ーーん?んんーー? と思いながらも、いつ手を出してくるのか見計らっていたというのに、あろうことか、催眠術にかかったようについ寝入ってしまったのだった。気づいたら朝。マジか。髪フェチか。
それからというもの、ここぞという男が同じようなことを言ってきたら、
「なんにもしないなら行かなーい」
と言うようにしている。人生は学びの連続だ。ムダな駆け引きはいらない。(最近ではそんなことめったにないけれども!)

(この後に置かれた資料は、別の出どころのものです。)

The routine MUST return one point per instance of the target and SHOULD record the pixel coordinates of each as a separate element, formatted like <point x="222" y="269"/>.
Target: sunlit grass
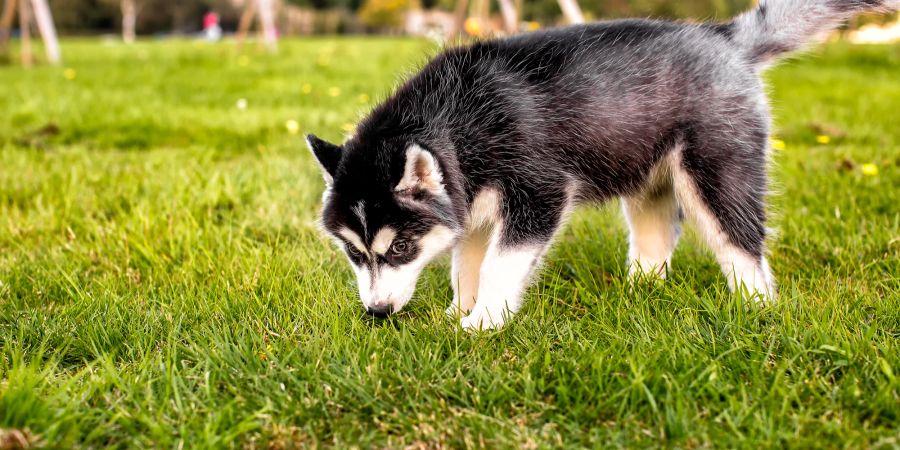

異なるバージョンに「なにもないけど」というセリフもある。
「なにもないけど遊びに来て」
と言われて、何もなかったためしがないのが世の常だ。テーブルには、手の込んだ料理が並んでいることが多い。だがこの場合は、本当に何もなかったとしても立腹するようなものでもないだろう。わたしが人をうちに招く時には
「黒豆茶と紅茶とコーヒー以外なにもないからね」
と必ず前置きしておく。
日本語には不可解な、多様性に満ちたコトバがたくさんあるけれども、『なに』というのもその筆頭かもしれない。
「なに?」は、自然な問いかけにもなるし、イントネーションを変え、凄味を加えただけで、一触即発にもなる。
「ナニしようか」も、発音によってかなり熱量が変わってくる。例えればこのナニが、針と同じ発音であったら、さてどうしようか何しましょうか、ということになるし、カニと同じであれば、とんでもない卑猥な言葉として相手に伝わってしまう。(関東圏に限るのかは知らない)
えーっと、混乱してきた。わたしは何が言いたかったんだろう。たぶん、一晩中頭をなでるのは良くない! ほどほどにして次のステップにいきましょーよ! ということだと思います。一生根に持たれますから。